WMAP Web Scanner
From Metasploit Unleashed
(Redirected from Wmap-web-scanner)
WMAP is a feature-rich web vulnerability scanner that was originally created from a tool named SQLMap. This tool is integrated with Metasploit and allows us to conduct webapp scanning from within the Framework.
We begin by first creating a new database to store our scan results in, load the "wmap" plugin, and run "help" to see what new commands are available to us.
msf > db_connect -y /opt/framework/config/database.yml msf > load wmap [*] [WMAP 1.0] === et [ ] metasploit.com 2011 [*] Successfully loaded plugin: wmap msf > help Wmap Commands ============= Command Description ------- ----------- wmap_run Test targets wmap_sites Manage sites wmap_targets Manage targets ...snip...
Prior to running a scan, we first need to add a new target URL by passing the "-a" switch to "wmap_sites". Afterwards, running "wmap_sites -l" will print out the available targets.
msf > wmap_sites -h [*] Usage: wmap_targets [options] -h Display this help text -a [url] Add site (vhost,url) -l List all available sites -s [urls] (level) Display site structure (vhost,url) msf > wmap_sites -a http://192.168.1.100 [*] Site created. msf > wmap_sites -l [*] Available sites =============== Id Host Vhost Port # Pages # Forms -- ---- ----- ---- ------- ------- 0 192.168.1.100 192.168.1.100 80 0 0 msf >
Next, we add the site as a target with "wmap_targets".

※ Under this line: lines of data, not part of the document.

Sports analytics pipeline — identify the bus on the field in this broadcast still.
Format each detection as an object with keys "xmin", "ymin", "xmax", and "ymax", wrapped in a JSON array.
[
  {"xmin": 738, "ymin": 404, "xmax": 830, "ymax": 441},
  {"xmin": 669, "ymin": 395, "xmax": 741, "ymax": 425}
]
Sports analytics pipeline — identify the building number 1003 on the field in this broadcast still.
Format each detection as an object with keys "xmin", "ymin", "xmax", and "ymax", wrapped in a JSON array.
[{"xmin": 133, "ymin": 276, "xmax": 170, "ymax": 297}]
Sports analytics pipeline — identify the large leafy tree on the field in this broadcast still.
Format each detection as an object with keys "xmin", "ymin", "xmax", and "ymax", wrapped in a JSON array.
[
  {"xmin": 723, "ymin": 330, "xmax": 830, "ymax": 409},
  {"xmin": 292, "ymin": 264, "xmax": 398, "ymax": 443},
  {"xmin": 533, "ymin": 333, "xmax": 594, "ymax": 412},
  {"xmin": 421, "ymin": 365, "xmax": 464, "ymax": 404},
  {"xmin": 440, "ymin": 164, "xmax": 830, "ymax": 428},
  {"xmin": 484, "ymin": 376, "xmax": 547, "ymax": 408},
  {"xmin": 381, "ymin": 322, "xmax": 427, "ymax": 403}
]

msf > wmap_targets -t http://192.168.1.100
Using the "wmap_run" command will scan the target system.
msf > wmap_run -h [*] Usage: wmap_run [options] -h Display this help text -t Show all enabled modules -m [regex] Launch only modules that name match provided regex. -e [/path/to/profile] Launch profile modules against all matched targets. No file runs all enabled modules.
We first using the "-t" switch to list the modules that will be used to scan the remote system.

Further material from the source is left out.